The Supreme Court struck down the limits to the number of candidates a person is allowed to give money to and the total amount you are allowed to give. Left standing is the limit a person can give to one candidate–$48,600–but the law had limited total giving to $123,200. That meant that a donor wanting to give the maximum amount could only support nine candidates.
I know that critics of the ruling are claiming that this opens the door to political corruption and gives rich people the opportunity to buy candidates. But are there any constitutional grounds for objecting to this ruling?

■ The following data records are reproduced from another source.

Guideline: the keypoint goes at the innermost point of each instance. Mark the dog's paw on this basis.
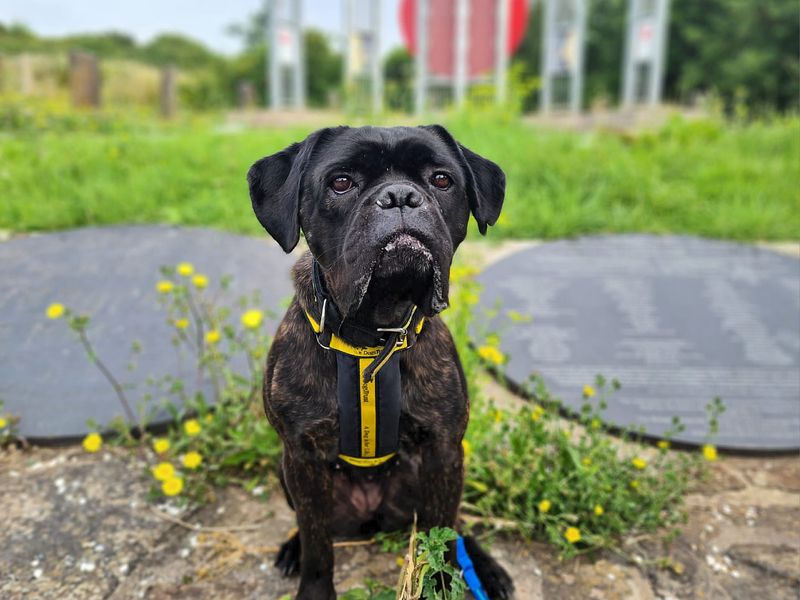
(496, 581)
(288, 559)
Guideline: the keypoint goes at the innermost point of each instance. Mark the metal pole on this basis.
(500, 49)
(460, 46)
(576, 81)
(660, 60)
(629, 66)
(422, 57)
(274, 90)
(299, 80)
(377, 72)
(546, 96)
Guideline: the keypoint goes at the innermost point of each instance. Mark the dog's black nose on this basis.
(399, 195)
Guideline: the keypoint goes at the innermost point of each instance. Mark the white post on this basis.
(460, 51)
(500, 51)
(660, 60)
(546, 95)
(299, 79)
(576, 80)
(275, 88)
(377, 72)
(422, 57)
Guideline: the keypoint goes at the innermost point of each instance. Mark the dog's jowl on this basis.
(363, 382)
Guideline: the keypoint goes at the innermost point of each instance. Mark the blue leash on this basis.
(468, 571)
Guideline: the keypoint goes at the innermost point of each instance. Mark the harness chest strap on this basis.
(368, 393)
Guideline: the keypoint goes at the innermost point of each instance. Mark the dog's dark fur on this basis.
(386, 243)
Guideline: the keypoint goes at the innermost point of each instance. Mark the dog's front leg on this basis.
(308, 480)
(442, 478)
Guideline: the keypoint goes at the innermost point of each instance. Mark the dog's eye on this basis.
(441, 181)
(340, 185)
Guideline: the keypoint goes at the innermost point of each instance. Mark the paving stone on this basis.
(109, 273)
(677, 320)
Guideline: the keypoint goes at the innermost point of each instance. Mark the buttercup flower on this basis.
(710, 452)
(93, 442)
(172, 486)
(192, 427)
(252, 318)
(467, 448)
(572, 535)
(192, 460)
(163, 471)
(55, 311)
(491, 354)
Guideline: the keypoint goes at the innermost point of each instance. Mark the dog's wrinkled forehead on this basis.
(373, 151)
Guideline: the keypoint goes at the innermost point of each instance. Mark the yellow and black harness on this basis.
(368, 385)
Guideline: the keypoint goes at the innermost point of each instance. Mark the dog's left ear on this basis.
(275, 188)
(486, 182)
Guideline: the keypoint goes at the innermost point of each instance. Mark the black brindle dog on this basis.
(382, 210)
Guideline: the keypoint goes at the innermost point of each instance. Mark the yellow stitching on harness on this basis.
(366, 462)
(369, 415)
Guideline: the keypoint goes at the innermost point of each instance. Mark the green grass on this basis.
(709, 178)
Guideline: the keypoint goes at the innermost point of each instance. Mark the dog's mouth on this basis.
(405, 270)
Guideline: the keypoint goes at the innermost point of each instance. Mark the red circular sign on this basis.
(481, 32)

Aren’t limitations of political activity unconstitutional on the face of it?
The Supreme Court ruled Wednesday that wealthy donors shouldn’t be limited in how many candidates they can contribute to during an election, though the justices did leave in place the maximum donation that can be made to a single candidate.
The ruling is certain to reignite a debate over the role of money in politics and it enraged Democrats, who argue that conservatives are dismantling the campaign finance system one ruling at a time.
But Chief Justice John G. Roberts Jr., in the controlling opinion in the 5-4 ruling, said that while the government has an interest in preventing corruption of federal officeholders, individuals have political rights that include being able to give to as many candidates as they want, in order to show support.
“Money in politics may at times seem repugnant to some, but so too does much of what the First Amendment vigorously protects,” the chief justice wrote. “If the First Amendment protects flag burning, funeral protests, and Nazi parades — despite the profound offense such spectacles cause — it surely protects political campaign speech despite popular opposition.”
Under the current limit, a donor can’t give more than $123,200 to candidates, parties and political action committees. Of that, just $48,600 can go directly to candidates.
That means if someone wanted to give the maximum donation, he could only contribute to nine candidates.
Chief Justice Roberts said it made no sense that someone couldn’t give to a 10th candidate or more — and said the government didn’t offer a clear line on where corruption would come into play.
But defenders of the law posed a hypothetical, saying that if someone were allowed to give the maximum to every political candidate and party, it could amount to $3.5 million — which could then be redistributed to other campaigns by the candidates and parties themselves
Strict campaign finance advocates said they feared those candidates and parties could then collude and siphon the money back to a single candidate the donor had wanted to benefit in the first place, which would effectively break the contribution limit.